President Obama represented the best of America last night in Tucson, despite the inappropriate cheering and hooting of the crowd and a loquatious “medicine man,” who looked like Ward Churchill and blessed the four corners of just about everything. Note to program planners: next time you require a medicine man to kick off a solemn ceremony, find a less self-centered one.


Now, allow me to say something I rarely say: The adults on the program last night were the contingent from Washington, D.C.  Attorney General Eric Holder, who wisely refrained from making remarks, read from the New Testament, while Homeland Security Secretary Janet Napolitano’s read from Isaiah and did such a good job that I hope the Shakespeare Theatre will invite her to read something next season. But President Obama was the best, followed by Daniel Hernandez, the young aide who rushed to help his boss, Rep. Gabrielle Giffords. He spoke without notes and was just terrific.


There may have been some who wanted Obama to come right out and revile the poisonous charges that were leveled against Sarah Palin and the Tea Party. That would have injected the wrong note into the night-we were there to remember the dead, not to defend our unjustly attacked friends on this side of the political aisle. But the president came close:



You see, when a tragedy like this strikes, it is part of our nature to demand explanations — to try to impose some order on the chaos, and make sense out of that which seems senseless. Already we’ve seen a national conversation commence, not only about the motivations behind these killings, but about everything from the merits of gun safety laws to the adequacy of our mental health systems.

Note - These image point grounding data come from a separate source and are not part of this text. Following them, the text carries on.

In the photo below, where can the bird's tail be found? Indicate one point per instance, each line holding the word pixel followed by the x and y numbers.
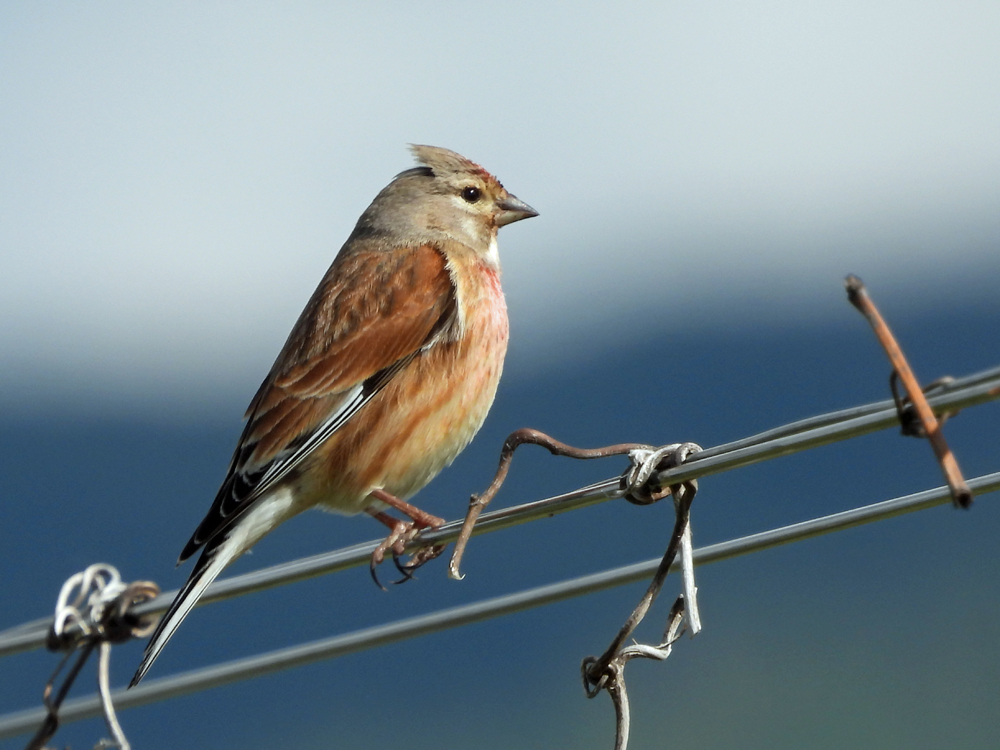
pixel 212 562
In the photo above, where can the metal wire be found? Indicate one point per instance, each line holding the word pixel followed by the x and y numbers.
pixel 798 436
pixel 328 648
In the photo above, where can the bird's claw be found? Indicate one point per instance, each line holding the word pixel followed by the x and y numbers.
pixel 401 535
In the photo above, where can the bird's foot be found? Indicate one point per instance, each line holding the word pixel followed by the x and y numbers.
pixel 401 533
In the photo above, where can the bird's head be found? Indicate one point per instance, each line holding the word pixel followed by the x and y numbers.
pixel 447 195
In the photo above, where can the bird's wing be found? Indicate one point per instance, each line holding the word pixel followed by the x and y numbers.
pixel 373 312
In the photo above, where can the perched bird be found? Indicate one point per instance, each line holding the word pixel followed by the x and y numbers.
pixel 385 378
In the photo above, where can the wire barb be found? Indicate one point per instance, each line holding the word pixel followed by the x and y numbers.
pixel 93 610
pixel 607 672
pixel 526 435
pixel 931 426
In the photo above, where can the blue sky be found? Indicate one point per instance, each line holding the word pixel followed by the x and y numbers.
pixel 175 179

Much of this process, of debating what might be done to prevent such tragedies in the future, is an essential ingredient in our exercise of self-government.

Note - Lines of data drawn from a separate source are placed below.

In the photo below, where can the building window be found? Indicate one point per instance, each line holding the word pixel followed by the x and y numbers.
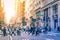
pixel 55 9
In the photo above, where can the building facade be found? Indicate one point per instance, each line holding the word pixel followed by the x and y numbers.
pixel 47 12
pixel 2 15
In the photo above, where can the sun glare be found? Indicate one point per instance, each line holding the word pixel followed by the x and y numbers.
pixel 9 9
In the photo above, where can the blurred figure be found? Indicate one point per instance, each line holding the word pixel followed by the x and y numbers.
pixel 4 31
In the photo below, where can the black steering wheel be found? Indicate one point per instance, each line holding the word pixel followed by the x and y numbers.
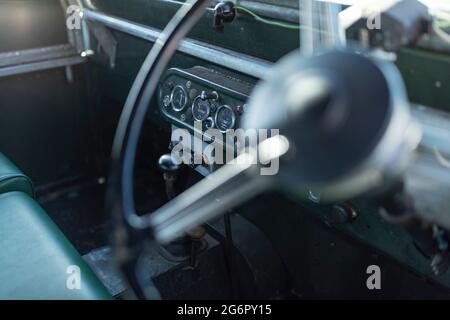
pixel 130 229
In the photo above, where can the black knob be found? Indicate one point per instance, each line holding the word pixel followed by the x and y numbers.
pixel 168 164
pixel 209 95
pixel 342 213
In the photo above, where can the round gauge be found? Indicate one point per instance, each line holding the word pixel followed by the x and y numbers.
pixel 225 118
pixel 201 109
pixel 179 98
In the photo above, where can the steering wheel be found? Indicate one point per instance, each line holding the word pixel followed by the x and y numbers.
pixel 345 90
pixel 130 229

But at a time when our discourse has become so sharply polarized — at a time when we are far too eager to lay the blame for all that ails the world at the feet of those who think differently than we do – it’s important for us to pause for a moment and make sure that we are talking with each other in a way that heals, not a way that wounds.



Scripture tells us that there is evil in the world, and that terrible things happen for reasons that defy human understanding. In the words of Job, “when I looked for light, then came darkness.” Bad things happen, and we must guard against simple explanations in the aftermath.



For the truth is that none of us can know exactly what triggered this vicious attack. None of us can know with any certainty what might have stopped those shots from being fired, or what thoughts lurked in the inner recesses of a violent man’s mind. So yes, we must examine all the facts behind this tragedy. We cannot and will not be passive in the face of such violence. We should be willing to challenge old assumptions in order to lessen the prospects of violence in the future.


This was perfect-dignified and subtle. The discussion was already beginning to turn away from the false and malicious charges of the left, and this was the ideal way for the president to call a halt to the calumny. (By the way, even though the atmosphere has shifted a bit and the president said the right things, I don’t expect the left to behave differently–too much is at stake for them, and, unlike the president, they do not have to address the whole nation.) After the president’s dignity, especially his peroration about Christina Taylor Green, the youngest casualty, it was especially disconcerting to hear a CNN anchor jumping in with an incredibly inane question to the network’s man on the spot, “Has the healing begun yet?”


I’m not the only person on this side of the aisle who was pleased by the president’s remarks in Tucson:


Jennifer Rubin of the Washington Post noted that the evening was not about politics.


John Podhoretz says the president was perfect but the crowd was appalling.


Julie Mason’s news story captured the best of the speech, the president’s call for a debate “worthy of those we lost.”